第23話 因縁

 ベリンダとアダムの自宅を訪れると、ベリンダが丁度起きてきたところだった。まだ口数は少ないが、喋れるまでは回復したようだった。医師の診察でも特に問題が無かったらしく、これで晴れてシモンは今回のゴタゴタのお役御免となった。


 三人で昼食を共にし、ベリンダがWと部屋へ引っ込んだ後シモンはリビングでアダムとマデリンの件について話した。一応ベリンダに聴かれないよう、声を落としながら。
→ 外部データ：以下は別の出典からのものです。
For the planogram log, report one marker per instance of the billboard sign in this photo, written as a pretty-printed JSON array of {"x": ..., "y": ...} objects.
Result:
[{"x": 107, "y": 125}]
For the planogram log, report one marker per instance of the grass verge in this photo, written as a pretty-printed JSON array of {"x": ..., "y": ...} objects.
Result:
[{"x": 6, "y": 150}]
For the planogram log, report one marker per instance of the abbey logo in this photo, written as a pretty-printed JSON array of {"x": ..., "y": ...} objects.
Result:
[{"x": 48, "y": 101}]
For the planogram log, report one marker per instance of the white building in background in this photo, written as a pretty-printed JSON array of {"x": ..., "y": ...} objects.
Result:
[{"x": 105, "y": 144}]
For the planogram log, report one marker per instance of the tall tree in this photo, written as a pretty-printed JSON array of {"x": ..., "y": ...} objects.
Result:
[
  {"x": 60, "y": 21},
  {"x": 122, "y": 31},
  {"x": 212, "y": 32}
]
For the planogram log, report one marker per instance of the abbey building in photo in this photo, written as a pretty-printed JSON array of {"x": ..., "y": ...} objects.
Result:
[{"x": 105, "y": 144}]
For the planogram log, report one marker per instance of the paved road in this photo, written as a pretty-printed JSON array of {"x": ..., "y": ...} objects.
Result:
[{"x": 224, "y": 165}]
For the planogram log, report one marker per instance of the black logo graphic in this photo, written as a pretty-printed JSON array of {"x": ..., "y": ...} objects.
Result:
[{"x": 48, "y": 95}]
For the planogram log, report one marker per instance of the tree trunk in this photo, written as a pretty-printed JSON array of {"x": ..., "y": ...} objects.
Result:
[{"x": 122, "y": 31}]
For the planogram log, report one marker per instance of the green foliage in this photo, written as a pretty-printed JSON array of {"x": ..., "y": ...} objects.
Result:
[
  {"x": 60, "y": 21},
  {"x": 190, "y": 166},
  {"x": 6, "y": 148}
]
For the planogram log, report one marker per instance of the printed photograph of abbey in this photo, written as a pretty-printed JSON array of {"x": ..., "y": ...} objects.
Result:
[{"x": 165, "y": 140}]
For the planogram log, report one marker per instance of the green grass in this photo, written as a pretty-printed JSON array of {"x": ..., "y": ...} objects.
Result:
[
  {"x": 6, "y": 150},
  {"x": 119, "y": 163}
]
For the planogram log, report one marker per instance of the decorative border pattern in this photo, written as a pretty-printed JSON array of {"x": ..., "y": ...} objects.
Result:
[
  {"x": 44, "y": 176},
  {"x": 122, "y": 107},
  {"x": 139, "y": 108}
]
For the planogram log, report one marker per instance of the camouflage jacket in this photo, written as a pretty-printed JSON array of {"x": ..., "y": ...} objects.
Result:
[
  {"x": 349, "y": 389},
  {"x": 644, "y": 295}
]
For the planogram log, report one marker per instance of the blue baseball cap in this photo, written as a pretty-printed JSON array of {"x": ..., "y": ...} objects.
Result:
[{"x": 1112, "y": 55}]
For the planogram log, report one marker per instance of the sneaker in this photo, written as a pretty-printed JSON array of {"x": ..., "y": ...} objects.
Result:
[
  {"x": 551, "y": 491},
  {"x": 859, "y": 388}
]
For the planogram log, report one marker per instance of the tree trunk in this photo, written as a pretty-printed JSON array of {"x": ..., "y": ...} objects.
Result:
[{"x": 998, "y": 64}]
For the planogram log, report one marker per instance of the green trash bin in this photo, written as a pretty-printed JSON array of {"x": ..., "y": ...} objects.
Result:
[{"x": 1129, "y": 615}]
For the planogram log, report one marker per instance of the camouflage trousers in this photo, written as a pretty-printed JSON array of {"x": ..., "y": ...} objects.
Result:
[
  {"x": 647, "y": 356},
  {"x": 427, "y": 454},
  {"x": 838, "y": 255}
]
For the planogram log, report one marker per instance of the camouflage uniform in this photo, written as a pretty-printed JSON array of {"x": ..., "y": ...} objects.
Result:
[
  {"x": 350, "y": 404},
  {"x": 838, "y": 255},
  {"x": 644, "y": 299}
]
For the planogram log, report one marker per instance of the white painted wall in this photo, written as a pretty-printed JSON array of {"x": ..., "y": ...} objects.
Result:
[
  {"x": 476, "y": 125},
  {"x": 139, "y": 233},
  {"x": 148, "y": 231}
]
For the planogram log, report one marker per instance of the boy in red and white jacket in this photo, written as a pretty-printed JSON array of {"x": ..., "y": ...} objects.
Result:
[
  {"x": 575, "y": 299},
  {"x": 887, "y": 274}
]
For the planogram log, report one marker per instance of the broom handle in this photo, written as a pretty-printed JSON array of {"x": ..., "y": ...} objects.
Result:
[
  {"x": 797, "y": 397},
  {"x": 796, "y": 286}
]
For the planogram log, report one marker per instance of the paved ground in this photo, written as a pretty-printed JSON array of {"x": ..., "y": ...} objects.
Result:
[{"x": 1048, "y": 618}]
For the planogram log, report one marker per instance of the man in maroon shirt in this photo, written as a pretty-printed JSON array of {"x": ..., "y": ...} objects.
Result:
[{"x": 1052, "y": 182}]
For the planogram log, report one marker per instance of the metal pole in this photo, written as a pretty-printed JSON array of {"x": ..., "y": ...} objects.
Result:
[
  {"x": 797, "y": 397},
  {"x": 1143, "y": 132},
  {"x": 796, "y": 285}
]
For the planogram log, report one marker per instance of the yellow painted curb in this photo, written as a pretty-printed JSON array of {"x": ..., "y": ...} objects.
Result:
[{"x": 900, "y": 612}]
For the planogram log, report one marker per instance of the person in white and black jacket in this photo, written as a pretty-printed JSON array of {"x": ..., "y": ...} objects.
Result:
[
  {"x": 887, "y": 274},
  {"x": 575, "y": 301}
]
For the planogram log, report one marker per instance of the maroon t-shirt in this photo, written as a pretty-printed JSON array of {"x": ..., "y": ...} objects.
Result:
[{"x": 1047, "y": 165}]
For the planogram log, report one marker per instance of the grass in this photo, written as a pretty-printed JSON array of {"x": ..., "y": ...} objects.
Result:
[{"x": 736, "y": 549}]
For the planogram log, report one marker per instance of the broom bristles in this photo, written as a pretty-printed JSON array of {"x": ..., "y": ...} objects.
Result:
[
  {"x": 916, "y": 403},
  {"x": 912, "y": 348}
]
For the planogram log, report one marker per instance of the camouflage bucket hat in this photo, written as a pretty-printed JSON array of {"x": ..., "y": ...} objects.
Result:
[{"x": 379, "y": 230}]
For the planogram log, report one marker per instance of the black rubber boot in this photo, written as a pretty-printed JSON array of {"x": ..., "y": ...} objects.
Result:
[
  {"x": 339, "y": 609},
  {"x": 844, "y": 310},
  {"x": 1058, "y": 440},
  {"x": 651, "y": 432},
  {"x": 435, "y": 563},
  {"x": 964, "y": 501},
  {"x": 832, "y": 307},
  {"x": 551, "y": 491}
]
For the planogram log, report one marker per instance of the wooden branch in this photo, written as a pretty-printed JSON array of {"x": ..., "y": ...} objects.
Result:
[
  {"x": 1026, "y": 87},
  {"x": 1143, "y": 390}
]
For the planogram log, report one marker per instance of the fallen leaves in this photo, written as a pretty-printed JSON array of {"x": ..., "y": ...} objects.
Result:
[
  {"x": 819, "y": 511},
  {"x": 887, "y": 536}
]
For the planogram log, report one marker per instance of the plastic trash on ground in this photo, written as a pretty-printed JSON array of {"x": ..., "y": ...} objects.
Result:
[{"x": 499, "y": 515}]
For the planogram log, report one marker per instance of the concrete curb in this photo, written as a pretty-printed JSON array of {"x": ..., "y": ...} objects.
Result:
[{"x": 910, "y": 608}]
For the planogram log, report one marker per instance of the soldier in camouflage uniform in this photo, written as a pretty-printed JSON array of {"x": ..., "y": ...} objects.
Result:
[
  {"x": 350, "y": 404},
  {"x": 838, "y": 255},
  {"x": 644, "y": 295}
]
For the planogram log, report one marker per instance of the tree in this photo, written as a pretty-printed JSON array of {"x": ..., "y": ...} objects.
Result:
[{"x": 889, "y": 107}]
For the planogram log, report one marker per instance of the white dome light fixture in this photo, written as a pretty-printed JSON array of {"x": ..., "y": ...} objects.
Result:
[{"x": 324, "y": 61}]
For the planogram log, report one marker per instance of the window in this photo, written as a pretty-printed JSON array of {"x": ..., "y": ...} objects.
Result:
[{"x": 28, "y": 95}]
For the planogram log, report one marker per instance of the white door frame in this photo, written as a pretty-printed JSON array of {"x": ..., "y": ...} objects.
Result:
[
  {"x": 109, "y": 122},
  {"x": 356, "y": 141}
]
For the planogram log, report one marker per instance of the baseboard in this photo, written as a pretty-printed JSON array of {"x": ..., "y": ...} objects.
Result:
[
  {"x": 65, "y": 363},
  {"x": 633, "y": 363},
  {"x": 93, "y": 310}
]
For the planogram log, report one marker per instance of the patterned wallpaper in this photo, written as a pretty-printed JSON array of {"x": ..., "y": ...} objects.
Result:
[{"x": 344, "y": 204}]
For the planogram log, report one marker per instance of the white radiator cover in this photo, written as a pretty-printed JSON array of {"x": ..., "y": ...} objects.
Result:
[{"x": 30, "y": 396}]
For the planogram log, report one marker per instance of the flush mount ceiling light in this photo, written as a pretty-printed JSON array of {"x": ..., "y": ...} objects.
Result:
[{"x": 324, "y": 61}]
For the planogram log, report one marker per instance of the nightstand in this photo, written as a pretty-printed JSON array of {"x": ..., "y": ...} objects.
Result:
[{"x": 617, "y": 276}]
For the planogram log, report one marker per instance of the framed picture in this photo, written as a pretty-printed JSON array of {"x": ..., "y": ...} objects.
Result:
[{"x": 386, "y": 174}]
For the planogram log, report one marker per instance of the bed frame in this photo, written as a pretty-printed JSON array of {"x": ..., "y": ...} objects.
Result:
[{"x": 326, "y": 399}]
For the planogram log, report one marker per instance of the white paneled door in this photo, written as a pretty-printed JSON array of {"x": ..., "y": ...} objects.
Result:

「アンドロイド達に指向性を与えたのは確かですが、マデリンは本当にヘルマオン計画について知らなかったのだと思います。なので、恐らく今回の反乱はアンドロイドを唆した第三者が居る」

「私を快く思わない人間ではあるのだろうな」

 眉根を寄せながらアダムは口元に指を押し当てる。


「実験と計画を知っているのは軍のごく一部のチーム、閣僚、そして父だ。……私としてはどうしても安直に父かと思ってしまうがね」

 そう言ってアダムは小さく笑う。

「それほどに不仲で?」

 聴くのも悪いかと思ったが、シモンはどうしても気になっていた。


「表向きには今の世情に合わせた聞こえの良い事しか言わないが、本質は古いタカ派だよ。そりが合わないので私は適当に合わせている。が、それも見抜いてはいるだろうな」

「しかしそれだけで実の息子を貶める理由になりますか」

「なるさ。目立ちたがり屋なところもあるから、私ばかりメディアで好意的に取り上げられるのが内心面白くないはずだ。それに、ベリンダの事がある」

 アダムは一層声を潜めた。


「物的証拠を挙げる事はできないが、父はベリンダの両親と弟を暗殺させている」


 シモンは驚き、まじまじとアダムを見つめた。アダムの表情は至って真面目で、その真剣さの裏にはベリンダに対する贖罪のような、何かしら気後れするような感情すら見て取れた。

「ベリンダの家はかつての旧王家だ。一貴族に戻ったとはいえ、今なお影響力のある人間を消したかったんだろう。だからベリンダに関しても何かしら因縁がある。私とベリンダを名指しで『敵』としたい理由はあるんだ」


 思わぬ情報だった。

 確かに、公爵家であるマナーズ家の当主夫婦が代父母となっていたくらいなのだから、元々ベリンダの家は家柄がいいのだろうとは推察されていた。しかしまさか、旧王家だったとは。そしてそれ以上に、なぜ親の仇とも呼べる人間の息子と結婚するに至ったのか。考え始めるときりがなかった。

 驚きつつもシモンは続けた。


「王はピトス社のピルズベリー顧問と懇意だとは聞いています。そうなると、顧問を通して何かしらの接触があった可能性も高くなりますね」

「ただ、父とノアが何かしらの理由で結託したとして、反乱後は二人とも王宮へ近づけていない。……それでダアトか」

「はい。どういう方法でかはわかりませんが、王がダアトをノア経由で入手し、ケテル以下のアンドロイド達を扇動していた可能性はあるかと」


 ふとベリンダの部屋を見やるとドアは開けたまま、Wと何やら喋っているようだった。逸らした視線を元へ戻し、シモンは目の前のアダムを再び見やった。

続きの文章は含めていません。